Carol Arnott writes:  “There must be time for him, just to love him and have him love us. No other agendas, no list of prayer requests. These may come later, but we need to put loving him and receiving love first, because it is only as we are filled with love, knowing we are loved, that we have love to give away.”

Will we respond to this offer to drink more fully, more often from the Well?

But I will share an even deeper mystery, illustrated by the two previous quotes. An invitation to even deeper relationship. This is for those with ears to hear.

When he called his disciples, Jesus invited them to followhim, to march behindhim. Later on, He invited them to come a little nearer, to come alongside, to take the same yoke – to go in the same direction. Finally, on the evening before he was killed, believing his disciples were ready to hear something still greater, Jesus began to speak to them of a bond of unsurpassable depth - not behind, or alongside, but spiritually in Him, part of Him. No longer servants, but deep friends.

With this image of the vine, Jesus is describing a level of mutual spiritual connection that is exceptional, absolutely unique.
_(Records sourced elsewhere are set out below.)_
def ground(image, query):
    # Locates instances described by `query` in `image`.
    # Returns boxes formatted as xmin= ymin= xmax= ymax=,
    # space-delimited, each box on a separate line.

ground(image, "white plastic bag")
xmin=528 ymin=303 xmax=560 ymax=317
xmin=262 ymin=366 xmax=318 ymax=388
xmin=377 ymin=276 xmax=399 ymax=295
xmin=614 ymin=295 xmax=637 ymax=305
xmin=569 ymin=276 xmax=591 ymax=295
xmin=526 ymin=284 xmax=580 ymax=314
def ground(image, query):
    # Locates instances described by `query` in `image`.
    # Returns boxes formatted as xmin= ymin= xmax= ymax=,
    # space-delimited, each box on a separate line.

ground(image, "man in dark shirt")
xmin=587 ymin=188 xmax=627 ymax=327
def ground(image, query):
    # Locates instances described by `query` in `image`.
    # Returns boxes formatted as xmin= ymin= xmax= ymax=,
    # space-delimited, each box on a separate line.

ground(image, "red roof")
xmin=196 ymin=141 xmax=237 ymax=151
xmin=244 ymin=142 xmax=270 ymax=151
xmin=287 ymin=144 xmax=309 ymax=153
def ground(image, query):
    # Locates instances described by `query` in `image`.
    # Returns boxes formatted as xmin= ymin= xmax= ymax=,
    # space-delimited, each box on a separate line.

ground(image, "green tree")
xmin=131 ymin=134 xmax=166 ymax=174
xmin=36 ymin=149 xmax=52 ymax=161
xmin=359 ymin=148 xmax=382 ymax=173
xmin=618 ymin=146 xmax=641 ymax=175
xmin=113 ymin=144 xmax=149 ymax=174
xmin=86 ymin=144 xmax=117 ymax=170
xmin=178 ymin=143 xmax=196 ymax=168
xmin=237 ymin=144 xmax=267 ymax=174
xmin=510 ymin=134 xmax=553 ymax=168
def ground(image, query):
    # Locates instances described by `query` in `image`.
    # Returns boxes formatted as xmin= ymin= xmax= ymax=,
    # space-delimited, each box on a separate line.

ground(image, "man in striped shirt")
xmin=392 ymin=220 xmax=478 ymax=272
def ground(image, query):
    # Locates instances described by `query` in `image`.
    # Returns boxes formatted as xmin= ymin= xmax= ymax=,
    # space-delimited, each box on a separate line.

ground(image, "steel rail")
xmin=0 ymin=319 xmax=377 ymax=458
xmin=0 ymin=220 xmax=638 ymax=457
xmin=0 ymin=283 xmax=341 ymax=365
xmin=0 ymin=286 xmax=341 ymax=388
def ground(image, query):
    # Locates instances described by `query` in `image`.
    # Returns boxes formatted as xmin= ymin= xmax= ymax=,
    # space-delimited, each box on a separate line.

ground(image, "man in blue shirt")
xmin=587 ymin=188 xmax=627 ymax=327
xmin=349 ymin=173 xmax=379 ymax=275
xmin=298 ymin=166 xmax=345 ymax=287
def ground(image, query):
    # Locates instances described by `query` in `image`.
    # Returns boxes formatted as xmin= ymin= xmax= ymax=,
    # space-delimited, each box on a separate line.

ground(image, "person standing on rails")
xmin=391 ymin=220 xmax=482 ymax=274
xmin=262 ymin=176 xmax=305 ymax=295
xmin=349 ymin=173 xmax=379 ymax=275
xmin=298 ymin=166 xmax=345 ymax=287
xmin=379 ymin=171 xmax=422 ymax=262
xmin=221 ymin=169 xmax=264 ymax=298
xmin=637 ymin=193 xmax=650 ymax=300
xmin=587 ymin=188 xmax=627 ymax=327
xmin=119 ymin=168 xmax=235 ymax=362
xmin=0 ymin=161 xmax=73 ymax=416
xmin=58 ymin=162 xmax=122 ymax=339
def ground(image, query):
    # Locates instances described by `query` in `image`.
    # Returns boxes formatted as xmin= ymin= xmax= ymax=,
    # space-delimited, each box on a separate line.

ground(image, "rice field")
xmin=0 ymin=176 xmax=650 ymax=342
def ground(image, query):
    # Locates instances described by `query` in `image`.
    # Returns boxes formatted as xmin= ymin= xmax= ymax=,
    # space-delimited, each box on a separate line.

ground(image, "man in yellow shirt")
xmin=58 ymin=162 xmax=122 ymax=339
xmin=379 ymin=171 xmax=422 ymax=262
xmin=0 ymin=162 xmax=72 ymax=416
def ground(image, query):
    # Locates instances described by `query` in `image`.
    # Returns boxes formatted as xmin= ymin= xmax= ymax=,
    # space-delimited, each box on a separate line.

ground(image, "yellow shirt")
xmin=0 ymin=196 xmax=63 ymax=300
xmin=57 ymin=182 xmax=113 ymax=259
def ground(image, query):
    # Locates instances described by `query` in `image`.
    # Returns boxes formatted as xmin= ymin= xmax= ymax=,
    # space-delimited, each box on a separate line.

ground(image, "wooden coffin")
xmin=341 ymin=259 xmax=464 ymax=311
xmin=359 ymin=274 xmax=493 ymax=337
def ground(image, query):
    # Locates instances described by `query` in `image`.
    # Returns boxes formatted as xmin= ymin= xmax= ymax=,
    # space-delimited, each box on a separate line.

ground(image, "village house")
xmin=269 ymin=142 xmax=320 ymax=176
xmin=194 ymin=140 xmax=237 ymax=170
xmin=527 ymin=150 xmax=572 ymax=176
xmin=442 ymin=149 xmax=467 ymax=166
We in him; he in us; what is this saying? No other rabbi before him had ever said such a thing!

Several times He states in that passage, “I have loved you”. He says that in the connection between the disciples and God, through Jesus, they are provided with all they need. All the love they need to love others. Just like the vine with the life sap flowing out into the branches and leaves, love appears here like a vast one-directional current proceeding from the love of the father, passing through the Son and spreading to the disciples. For sure, there is the place of reciprocity – our love for God - but Jesus is emphasising here that the origin, the source of love is from God, we are not the origin – we are loved before we love. He is asking us to allow ourselves to be loved by Christ – to keep opening ourselves to the life source.

Happy is the person who knows they are loved unceasingly, day and night, infinitely! Happy is the one who knows that the love of Christ is fully sufficient for life, and who lives by this!

We are God’s beloved sons and daughters, not because we have proven ourselves worthy of God’s love, but because God freely chose us. Our belovedness is eternal. God says to us, “I love you with an everlasting love.” This love was there before our fathers and mothers loved us, and it will be there long after our friends have cared for us. It is a divine love, an everlasting love, an eternal love. Unconditional, unlimited, everlasting.

Now, we can become servants overnight via contract. We can even become followers semi-easily. But we do not become deep friends overnight! It needs time and effort, lengthy companionship and intentionality - making time and space, planning even. Will we choose to go deeper in loving friendship with God, identifying more deeply with our true status as sons and daughters of God? Prayer is at the heart of it. Prayer is drinking from the Well.

“True prayer is nothing but love” – St Augustine

“Prayer is the inner bath of love into which the soul plunges itself” – St John Vianney

“All of us must cling to God through prayer. My secret is simple: I pray. Through prayer I become one in love with Christ.” – St Teresa, Calcutta

Let’s spend a few minutes receiving the words – “you are my beloved child, you bring me great joy.”